How much television do you think you watch? No, honestly, how much? And how much time do you give to other screens—your mobile phone, your tablet, and whatever it is you use to watch Netflix? A brand new study from Nielsen suggests that it is a lot. A heap. A ton. Way more than you would guess, I’m sure. Let me walk through some of the most interesting findings.
Even while we hear so much about Netflix and podcasting and other new forms of media consumption, radio and television remain dominant. That said, smartphones and PCs are racing up behind them and, presumably, will someday displace them.
Next we see how adults spend their time today. Tally it up and you see that the average American adult (and I’ll presume Canadians are not too different) currently spends 10 hours and 39 minutes each day consuming media. This represents an amazing 1-hour jump from just a year ago. Television consumes the biggest portion of the day at 4 hours and 31 minutes. Radio is just behind it at nearly 2 hours and coming in third is the smartphone with a showing of 1 hour and 39 minutes.
Here we see how many households have access to the various media possibilities. 94% of households have a high definition television, 81% have a smartphone, and so on. We have many options when it comes to consuming media.
This little graphic shows that Netflix and similar services (known to Nielsen as SVOD or “subscription video on demand”) has caught up to the DVR and will probably soon leave it in its wake. One medium is on the way up and the other has long since plateaued. The real surprise here is the penetration of SVOD services which has now reached 50% of American households. Half of us pay for Netflix, Amazon Prime, Hulu, or a similar service and, therefore, have access to their massive binge-watch libraries.

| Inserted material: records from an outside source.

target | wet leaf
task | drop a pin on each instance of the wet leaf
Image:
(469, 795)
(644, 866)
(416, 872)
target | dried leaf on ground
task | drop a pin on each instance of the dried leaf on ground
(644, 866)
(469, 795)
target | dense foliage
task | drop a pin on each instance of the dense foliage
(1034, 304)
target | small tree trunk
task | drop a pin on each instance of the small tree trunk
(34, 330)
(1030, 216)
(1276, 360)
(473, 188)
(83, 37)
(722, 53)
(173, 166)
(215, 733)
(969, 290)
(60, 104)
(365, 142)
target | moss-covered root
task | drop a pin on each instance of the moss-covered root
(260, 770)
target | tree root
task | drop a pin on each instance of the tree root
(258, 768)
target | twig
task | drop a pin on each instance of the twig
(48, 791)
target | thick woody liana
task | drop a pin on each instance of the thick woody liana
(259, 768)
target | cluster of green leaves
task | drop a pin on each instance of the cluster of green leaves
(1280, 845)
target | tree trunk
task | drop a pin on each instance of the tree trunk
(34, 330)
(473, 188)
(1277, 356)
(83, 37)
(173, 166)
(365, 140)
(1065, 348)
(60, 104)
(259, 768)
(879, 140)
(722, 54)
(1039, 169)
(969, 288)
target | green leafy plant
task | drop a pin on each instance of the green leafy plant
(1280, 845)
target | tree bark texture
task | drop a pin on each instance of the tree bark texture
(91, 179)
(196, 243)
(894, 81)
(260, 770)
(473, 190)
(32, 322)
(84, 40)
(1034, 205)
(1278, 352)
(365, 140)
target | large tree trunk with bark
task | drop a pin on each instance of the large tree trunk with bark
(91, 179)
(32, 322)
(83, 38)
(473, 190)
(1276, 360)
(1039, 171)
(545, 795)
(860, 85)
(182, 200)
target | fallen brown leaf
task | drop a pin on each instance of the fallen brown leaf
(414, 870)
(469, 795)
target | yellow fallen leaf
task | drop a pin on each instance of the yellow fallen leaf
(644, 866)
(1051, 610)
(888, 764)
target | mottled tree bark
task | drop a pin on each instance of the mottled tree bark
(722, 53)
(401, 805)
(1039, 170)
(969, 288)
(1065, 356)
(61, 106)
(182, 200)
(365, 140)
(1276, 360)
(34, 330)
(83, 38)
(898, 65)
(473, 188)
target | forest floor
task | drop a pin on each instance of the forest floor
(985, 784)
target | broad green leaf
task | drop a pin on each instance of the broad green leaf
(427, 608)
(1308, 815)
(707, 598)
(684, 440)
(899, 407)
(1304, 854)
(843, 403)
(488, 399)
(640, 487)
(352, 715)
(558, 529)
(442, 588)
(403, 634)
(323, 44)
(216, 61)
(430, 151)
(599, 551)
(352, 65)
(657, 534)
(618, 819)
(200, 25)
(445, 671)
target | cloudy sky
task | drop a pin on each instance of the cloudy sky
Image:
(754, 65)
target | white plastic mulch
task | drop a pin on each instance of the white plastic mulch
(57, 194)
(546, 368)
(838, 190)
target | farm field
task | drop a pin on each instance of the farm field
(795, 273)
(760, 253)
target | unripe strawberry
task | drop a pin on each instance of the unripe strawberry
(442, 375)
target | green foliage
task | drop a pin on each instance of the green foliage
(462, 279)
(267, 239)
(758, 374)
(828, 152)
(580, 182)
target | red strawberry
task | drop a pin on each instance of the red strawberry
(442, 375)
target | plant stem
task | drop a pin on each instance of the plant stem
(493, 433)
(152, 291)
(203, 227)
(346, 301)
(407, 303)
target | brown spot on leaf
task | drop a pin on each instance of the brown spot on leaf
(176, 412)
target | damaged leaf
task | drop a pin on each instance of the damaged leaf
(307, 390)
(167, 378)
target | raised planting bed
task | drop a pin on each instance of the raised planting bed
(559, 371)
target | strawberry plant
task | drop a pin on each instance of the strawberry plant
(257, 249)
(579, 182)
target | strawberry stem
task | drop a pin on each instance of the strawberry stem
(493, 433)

The next image may be the most interesting of all. Here we have a breakdown of each medium for each demographic. Note that the numbers are hours:minutes and represent a weekly tally. So, for example, you’ll see in the blue circle that children are averaging 20 hours and 22 minutes of television each week or just about 3 hours per day. But, before you get too judgmental, look at the black circle and you’ll learn that their middle-aged parents are averaging 32 hours and 7 minutes of television time per week or five-and-a-half hours per day. Slide over to the red circle and you will learn that even this is nothing compared to what senior citizens are doing with their time since they average more than 51 hours per week, or more than 7 hours per day! Remember that this does not include Netflix, Apple TV, or any other form of viewing apart from live or recorded television. For the parents, then, you need to add an additional 1 hour and 56 minutes per week for watching programs on a computer, another hour and 11 minutes for watching on DVD, and so on. The final totals are staggering.
There are other interesting things to note, such as the surge of console gaming between the ages of 12 and 24 and the significant growth from 2015 in smartphone time among young adults (though you’ll need to access the full report to see the comparison).
We’ll end off with this graphic which shows again how much time people spend with each media. It also shows the growth of some media and the decline of others.
What do we make of all this? We can draw all kinds of conclusions, but I’ll offer just 3.
We are absolutely drenched and drowning in media and spend more than half our waking lives in its glow. We just can’t seem to get enough. Seventy years ago we had no screens in our homes; today we have surrounded ourselves with them. Do the math on television and you’ll see that for many people the TV is on from the moment they return home from work to the moment they go to bed.
We love media so much that we take every opportunity to encounter and consume it. When a new medium comes along, we are quick to add it to what we already have. The new medium gains quickly while the old ones fade slowly. What remains consistent is our desire to have access to it.
We tend to associate media consumption with youth while the more accurate association is with age. Plan and prepare today or you, too, may someday dedicate your final years to little more than consuming media (which is to say, entertainment). Perhaps we should see an opportunity here to have senior Christians serve their churches and be served by their churches. Those wasted hours and wasted years are such a tragedy!
John Piper once tweeted “One of the great uses of Twitter and Facebook will be to prove at the Last Day that prayerlessness was not from lack of time.” He is absolutely right and we can extend what he says to all of our media and to all of our Christian lives. Our great commitment to entertainment proves beyond doubt that we have no excuse for prayerlessness, no excuse for ignorance, no excuse for any failure to carry out God’s Great Commission.